Civil rights attorneys are alarmed of course. But honestly, they’re already going so far with this already that I can’t see why they wouldn’t propose this and if the courts are going along with everything else they’re doing it’s hard to imagine they wouldn’t see this as perfectly reasonable. After all, they’re talking about ending birthright citizenship. Why would a little law that helped precipitate the civil war be a problem?

Here’s a piece by Harold Meyerson from 2018 on this subject:

In case you don’t remember your U.S. history: An 1842 court ruling absolved states of any duty to cooperate in the recapture of former slaves who’d freed themselves by fleeing to the North.

In response, as part of the Compromise of 1850, the Congress passed and President Millard Fillmore signed the Fugitive Slave Act, which not only required state and local governmental officials to aid owners and their agents who’d come North to capture and re-enslave the runaways, but also required the same level of cooperation from all citizens. If a slaver was in the act of recapture, bystanders were required to help out.

Not surprisingly, the North greeted the new law with fury and resistance. Vermont, Maine, Connecticut, Massachusetts, Rhode Island, Michigan and Wisconsin all enacted “personal liberty laws” — the 1850s equivalent of California’s sanctuary state law — forbidding public officials from cooperating with the slave owners or the federal forces sent to back them up, denying the use of their jails to house the captives, and requiring jury trials to decide if the owners could make off with their abductees.

The Wisconsin Supreme Court ruled that the Fugitive Slave Act violated the Constitution’s 10th Amendment, which gave states the power to enact laws not specifically preempted by federal authority. (The Southern-dominated U.S. Supreme Court overturned that ruling on the eve of the Civil War).

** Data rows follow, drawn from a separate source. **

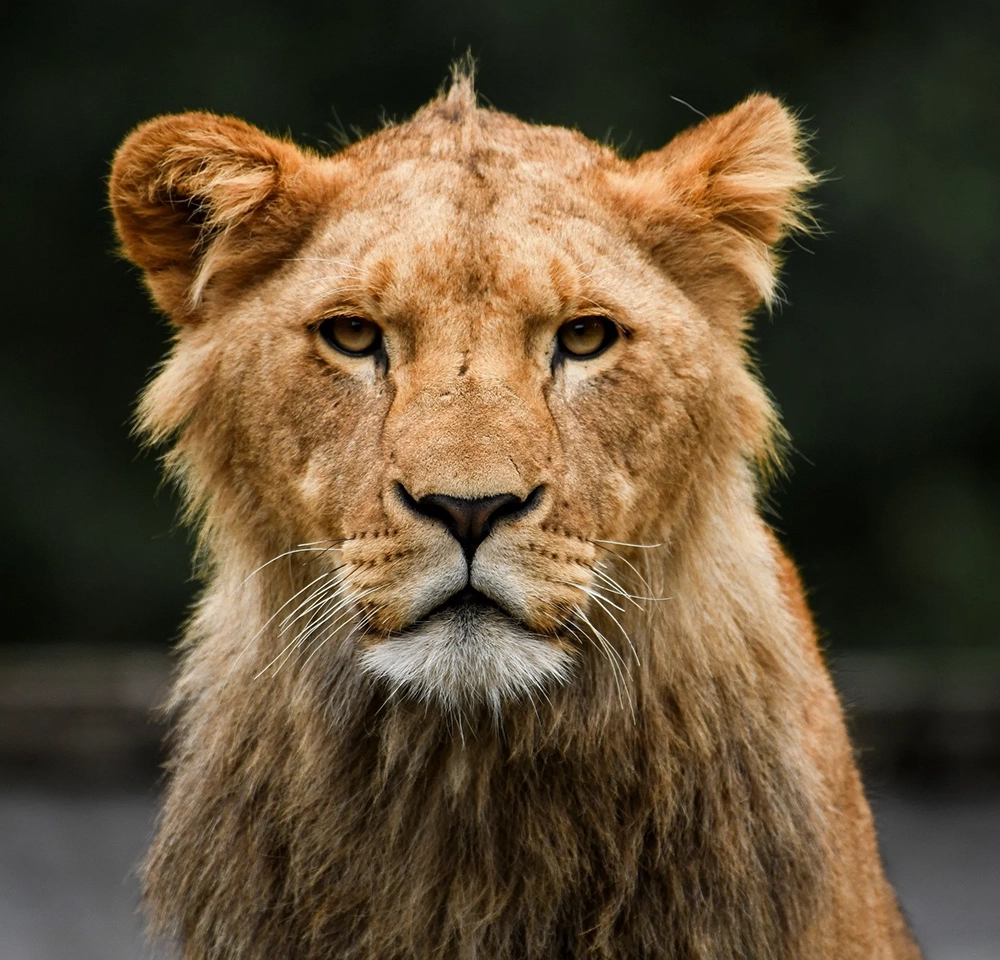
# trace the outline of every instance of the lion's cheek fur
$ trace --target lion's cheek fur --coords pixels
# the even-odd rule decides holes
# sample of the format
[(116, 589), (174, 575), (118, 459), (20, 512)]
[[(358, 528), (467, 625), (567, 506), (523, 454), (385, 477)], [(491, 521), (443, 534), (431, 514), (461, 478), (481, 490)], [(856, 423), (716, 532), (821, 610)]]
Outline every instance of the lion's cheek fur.
[(230, 478), (209, 495), (220, 522), (232, 529), (256, 517), (270, 548), (343, 537), (345, 514), (358, 526), (374, 519), (366, 512), (381, 515), (370, 464), (388, 393), (322, 371), (304, 331), (234, 335), (217, 374), (230, 386), (201, 406), (184, 441), (192, 473)]
[[(576, 395), (550, 395), (568, 464), (562, 507), (577, 529), (658, 542), (683, 512), (721, 404), (710, 369), (669, 362), (653, 356), (638, 370), (596, 378)], [(654, 376), (665, 389), (651, 400), (641, 384)]]

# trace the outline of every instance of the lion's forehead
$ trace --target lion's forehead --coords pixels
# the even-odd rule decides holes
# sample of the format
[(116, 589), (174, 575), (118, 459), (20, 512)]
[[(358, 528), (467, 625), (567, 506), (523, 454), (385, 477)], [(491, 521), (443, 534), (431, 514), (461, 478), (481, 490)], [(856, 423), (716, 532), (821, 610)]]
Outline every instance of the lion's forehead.
[(527, 233), (581, 221), (598, 227), (611, 219), (600, 203), (602, 182), (596, 174), (571, 176), (534, 161), (469, 167), (451, 159), (402, 160), (377, 176), (349, 177), (331, 212), (355, 226), (372, 218), (411, 231), (447, 225), (480, 237), (515, 226)]
[(535, 163), (494, 173), (401, 161), (348, 190), (300, 258), (306, 289), (342, 292), (376, 316), (436, 318), (474, 303), (486, 316), (530, 320), (662, 286), (596, 190)]
[(472, 107), (452, 118), (421, 111), (405, 124), (386, 128), (344, 150), (340, 157), (368, 171), (412, 160), (429, 165), (450, 160), (471, 169), (515, 168), (526, 162), (579, 174), (614, 166), (614, 151), (565, 127), (525, 123), (510, 114)]

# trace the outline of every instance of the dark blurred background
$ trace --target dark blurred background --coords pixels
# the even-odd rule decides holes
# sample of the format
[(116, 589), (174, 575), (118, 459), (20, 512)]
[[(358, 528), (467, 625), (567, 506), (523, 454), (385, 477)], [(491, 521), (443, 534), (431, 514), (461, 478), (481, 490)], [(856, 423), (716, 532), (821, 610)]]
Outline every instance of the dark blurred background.
[(168, 329), (115, 255), (115, 147), (152, 116), (207, 109), (332, 150), (412, 113), (467, 49), (488, 103), (628, 154), (697, 121), (678, 100), (711, 114), (757, 90), (814, 131), (824, 232), (789, 247), (787, 302), (757, 322), (794, 440), (771, 520), (876, 800), (904, 811), (883, 835), (944, 822), (906, 798), (985, 804), (994, 819), (969, 836), (992, 838), (1000, 873), (1000, 4), (964, 0), (6, 8), (0, 777), (28, 791), (10, 802), (150, 789), (147, 709), (196, 589), (175, 498), (129, 435)]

Opponents of the Fugitive Slave Act also took to the streets (and jury rooms, where verdicts were rendered that freed some of the captives). Crowds would form to oppose and resist, sometimes forcibly, the apprehensions of African Americans.

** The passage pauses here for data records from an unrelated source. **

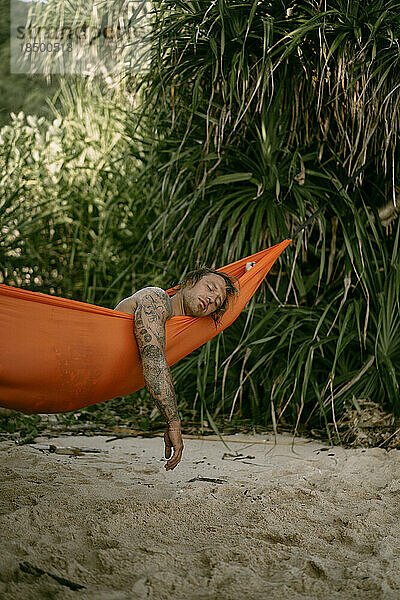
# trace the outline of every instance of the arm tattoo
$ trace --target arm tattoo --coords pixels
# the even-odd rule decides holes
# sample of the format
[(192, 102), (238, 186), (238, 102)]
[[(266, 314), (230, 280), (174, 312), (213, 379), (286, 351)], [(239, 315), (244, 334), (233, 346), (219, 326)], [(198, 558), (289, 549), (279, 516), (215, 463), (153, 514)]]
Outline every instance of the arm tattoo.
[(165, 322), (172, 317), (169, 296), (158, 288), (138, 295), (134, 332), (140, 351), (143, 376), (157, 408), (167, 423), (179, 420), (175, 390), (165, 356)]

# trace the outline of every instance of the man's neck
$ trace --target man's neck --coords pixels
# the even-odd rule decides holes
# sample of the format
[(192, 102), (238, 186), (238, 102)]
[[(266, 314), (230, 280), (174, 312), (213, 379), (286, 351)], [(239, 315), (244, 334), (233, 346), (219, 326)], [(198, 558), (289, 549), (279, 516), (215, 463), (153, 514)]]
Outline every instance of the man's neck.
[(185, 316), (185, 308), (183, 306), (183, 296), (179, 291), (171, 297), (171, 305), (174, 317)]

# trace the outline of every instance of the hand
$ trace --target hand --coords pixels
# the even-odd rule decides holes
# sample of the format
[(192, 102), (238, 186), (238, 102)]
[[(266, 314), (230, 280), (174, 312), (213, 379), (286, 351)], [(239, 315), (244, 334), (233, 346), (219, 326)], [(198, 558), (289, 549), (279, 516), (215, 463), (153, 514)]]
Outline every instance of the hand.
[(252, 269), (255, 264), (256, 264), (255, 262), (248, 262), (248, 263), (246, 263), (245, 273), (247, 273), (247, 271), (250, 271), (250, 269)]
[(165, 469), (175, 469), (176, 465), (180, 462), (183, 452), (183, 440), (180, 421), (172, 421), (168, 424), (168, 429), (164, 433), (165, 442), (165, 458), (170, 458), (171, 448), (174, 449), (174, 455), (165, 464)]

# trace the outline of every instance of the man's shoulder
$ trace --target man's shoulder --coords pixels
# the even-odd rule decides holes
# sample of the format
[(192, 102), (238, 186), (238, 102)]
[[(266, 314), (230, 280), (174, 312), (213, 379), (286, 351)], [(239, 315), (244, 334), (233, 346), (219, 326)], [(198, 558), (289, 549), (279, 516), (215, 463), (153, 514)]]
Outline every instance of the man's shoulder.
[(171, 299), (167, 292), (160, 287), (148, 286), (132, 295), (136, 307), (141, 305), (157, 313), (165, 313), (167, 319), (173, 316)]
[(145, 300), (146, 298), (155, 299), (160, 298), (161, 300), (168, 298), (169, 296), (165, 290), (160, 287), (155, 287), (149, 285), (147, 287), (141, 288), (137, 292), (132, 295), (132, 298), (137, 298), (138, 300)]

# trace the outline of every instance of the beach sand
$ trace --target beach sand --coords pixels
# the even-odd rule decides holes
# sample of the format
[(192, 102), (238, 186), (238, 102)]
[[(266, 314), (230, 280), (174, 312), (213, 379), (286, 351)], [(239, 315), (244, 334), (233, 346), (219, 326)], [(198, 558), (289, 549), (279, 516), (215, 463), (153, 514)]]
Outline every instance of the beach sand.
[(399, 450), (107, 439), (0, 443), (0, 598), (400, 598)]

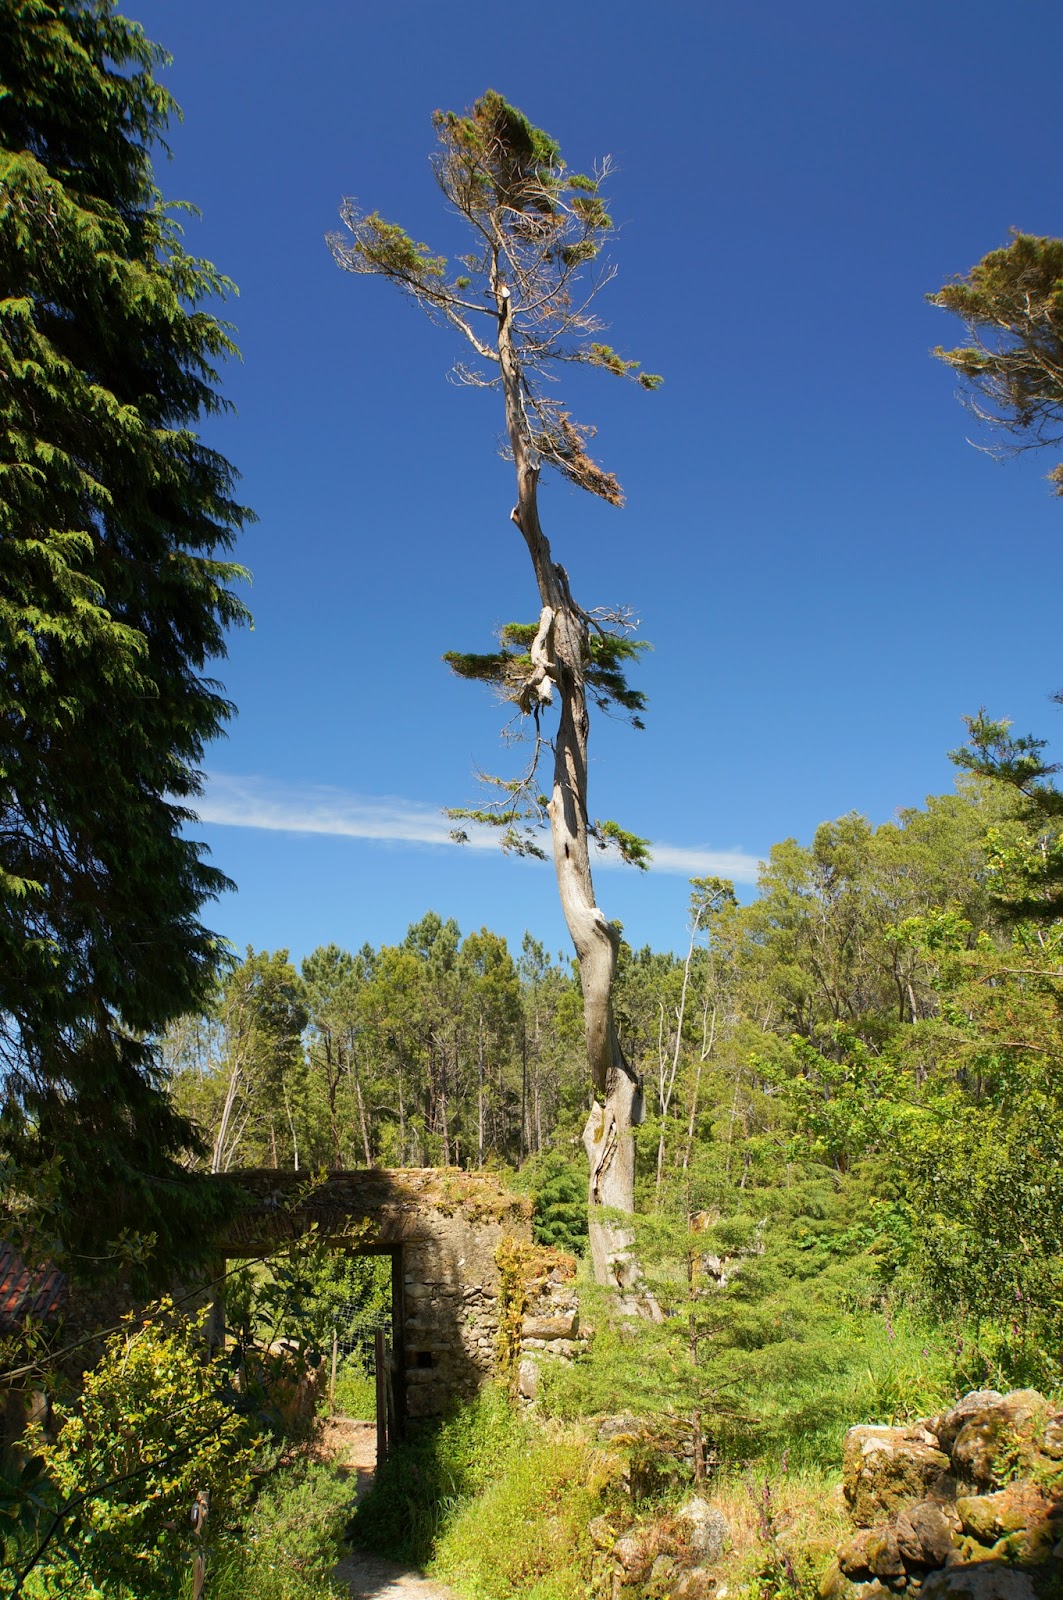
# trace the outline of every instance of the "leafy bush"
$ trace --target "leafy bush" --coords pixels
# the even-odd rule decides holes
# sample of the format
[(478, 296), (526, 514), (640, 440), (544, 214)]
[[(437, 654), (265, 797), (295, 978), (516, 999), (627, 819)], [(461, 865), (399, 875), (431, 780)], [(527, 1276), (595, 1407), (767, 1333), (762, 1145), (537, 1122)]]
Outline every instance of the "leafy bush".
[(212, 1600), (328, 1600), (351, 1515), (351, 1485), (330, 1467), (298, 1461), (267, 1481), (241, 1531), (211, 1573)]
[(54, 1443), (33, 1439), (53, 1487), (35, 1574), (45, 1592), (169, 1600), (197, 1548), (197, 1493), (210, 1496), (208, 1547), (250, 1502), (259, 1441), (222, 1397), (202, 1329), (202, 1317), (179, 1316), (167, 1300), (129, 1319)]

According to H. Robert Baker, a historian at Georgia State University, “Whole sections of Milwaukee, Chicago, New York City and Boston became no-go zones for slave catchers.” Confronted with this level of resistance, Fillmore sent in federal troops to assist and protect the slave catchers.

History doesn’t repeat itself, but in our dispute over immigrants in the country illegally and our predecessors’ dispute over fugitive slaves, it takes no leap of logic or imagination to find the rhymes. Now, as then, one part of the country (President Trump’s disproportionately rural, white nationalist base) has enlisted federal power to enforce a legal regime in a different part of the country (racially diverse, immigrant-heavy cities) that views the law as morally repulsive and destructive of the social fabric.

Just as the slave catchers argued, speciously, that freed Negroes imperiled the antebellum North, today’s anti-immigrant forces, beginning with Trump, argue that immigrants pose a threat to public safety, though crime has fallen precipitously during the past quarter-century.

The only “crime” that most undocumented immigrants have committed — and the only one that places them in federal legal jeopardy — is that of being undocumented. Likewise, the only “crime” that most escaped slaves had committed — and the only one that placed them in federal legal jeopardy — was escaping.

Meyerson suggested at the time that there should be civil disobedience to protect undocumented immigrants, even sit-ins at ICE offices. I haven’t heard word of anything like that. I suppose everyone’s waiting to see what actually happens.

Trump said this morning that all undocumented people, not just criminals, have to be deported. And he also said that their American children will have to go with them because he “doesn’t want to break up families.” He did seem to make some exception for DREAMers, saying that he’ll talk to the Democrats about that. (I’m sure that just about putting together some proposal with a heinous poison pill the Dems can’t vote for so they can blame them for refusing to help the DREAMers.)

He once again declared that there will be a moment when a “beautiful young woman is being dragged out crying” and everyone will be upset but “we have to do it.” I think he’s looking forward to it.